Python 为什么在计算两条曲线之间的面积时,在下面的数值积分中不进行累积和?
说明: 在下面的python代码中,我将生成一个高斯PDF,即p(y)。我试图通过矩形求和的方法,找到[min_p,max_p]范围内曲线和任何水平线之间的区域。我的主要问题在于函数的实现,该函数应该为p数组中的任何特定元素(如代码中定义的)迭代计算该区域,并将其绘制为上述范围内给定值的函数 问题: 代码运行良好,但不会生成所需的单调递增/递减函数Python 为什么在计算两条曲线之间的面积时,在下面的数值积分中不进行累积和?,python,arrays,for-loop,numpy,sympy,Python,Arrays,For Loop,Numpy,Sympy,说明: 在下面的python代码中,我将生成一个高斯PDF,即p(y)。
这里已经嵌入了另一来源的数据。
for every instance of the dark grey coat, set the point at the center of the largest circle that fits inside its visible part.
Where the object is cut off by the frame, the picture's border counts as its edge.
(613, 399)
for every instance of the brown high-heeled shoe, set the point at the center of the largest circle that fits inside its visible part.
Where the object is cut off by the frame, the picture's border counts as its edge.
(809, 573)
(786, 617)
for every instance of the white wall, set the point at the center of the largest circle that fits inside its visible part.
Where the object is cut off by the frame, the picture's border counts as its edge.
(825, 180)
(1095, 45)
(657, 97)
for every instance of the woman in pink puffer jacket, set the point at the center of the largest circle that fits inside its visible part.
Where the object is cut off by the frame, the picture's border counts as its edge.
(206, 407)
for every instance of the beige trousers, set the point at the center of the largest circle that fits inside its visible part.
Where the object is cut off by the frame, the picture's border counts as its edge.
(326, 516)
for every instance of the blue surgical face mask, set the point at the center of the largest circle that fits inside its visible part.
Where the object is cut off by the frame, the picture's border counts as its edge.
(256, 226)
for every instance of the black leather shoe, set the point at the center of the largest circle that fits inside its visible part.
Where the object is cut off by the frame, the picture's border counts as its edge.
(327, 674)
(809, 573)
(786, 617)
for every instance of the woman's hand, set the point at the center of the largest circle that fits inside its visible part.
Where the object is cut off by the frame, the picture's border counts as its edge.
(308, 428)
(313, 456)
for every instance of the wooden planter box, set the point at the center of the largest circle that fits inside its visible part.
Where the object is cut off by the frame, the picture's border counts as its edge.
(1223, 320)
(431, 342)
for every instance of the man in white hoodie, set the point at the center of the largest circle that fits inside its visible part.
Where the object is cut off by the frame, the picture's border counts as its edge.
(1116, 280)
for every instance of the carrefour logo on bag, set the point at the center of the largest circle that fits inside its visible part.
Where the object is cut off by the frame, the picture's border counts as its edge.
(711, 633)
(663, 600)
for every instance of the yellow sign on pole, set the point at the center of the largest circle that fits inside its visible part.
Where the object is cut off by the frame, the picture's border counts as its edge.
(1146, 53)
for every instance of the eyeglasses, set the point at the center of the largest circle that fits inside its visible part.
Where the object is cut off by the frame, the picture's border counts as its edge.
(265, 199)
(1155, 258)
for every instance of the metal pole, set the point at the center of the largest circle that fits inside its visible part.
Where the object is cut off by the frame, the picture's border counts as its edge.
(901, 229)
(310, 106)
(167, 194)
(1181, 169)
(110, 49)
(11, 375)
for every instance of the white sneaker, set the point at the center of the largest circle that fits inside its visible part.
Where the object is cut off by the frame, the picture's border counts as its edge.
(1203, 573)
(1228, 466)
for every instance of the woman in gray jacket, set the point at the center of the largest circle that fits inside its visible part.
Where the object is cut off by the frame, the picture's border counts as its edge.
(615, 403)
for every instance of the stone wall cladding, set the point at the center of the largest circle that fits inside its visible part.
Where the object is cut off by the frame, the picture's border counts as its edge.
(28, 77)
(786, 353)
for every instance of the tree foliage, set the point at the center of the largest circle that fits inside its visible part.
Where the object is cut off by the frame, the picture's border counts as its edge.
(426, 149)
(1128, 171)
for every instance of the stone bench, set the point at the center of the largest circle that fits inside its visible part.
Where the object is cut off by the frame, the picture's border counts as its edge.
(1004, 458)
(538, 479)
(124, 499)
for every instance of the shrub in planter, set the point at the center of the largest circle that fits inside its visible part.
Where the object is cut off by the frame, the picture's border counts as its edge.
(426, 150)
我试图通过矩形求和的方法,找到[min_p,max_p]范围内曲线和任何水平线之间的区域。我的主要问题在于函数的实现,该函数应该为p数组中的任何特定元素(如代码中定义的)迭代计算该区域,并将其绘制为上述范围内给定值的函数 问题: 代码运行良好,但不会生成所需的单调递增/递减函数 import matplotlib from scipy.stats import norm from scipy import integrate
import matplotlib
from scipy.stats import norm
from scipy import integrate
import matplotlib.pyplot as pyplot
import numpy as np
N = 10 # Number of sigmas away from central value
M, K = 2**10, 2**10 # Number of grid points along y and p(y)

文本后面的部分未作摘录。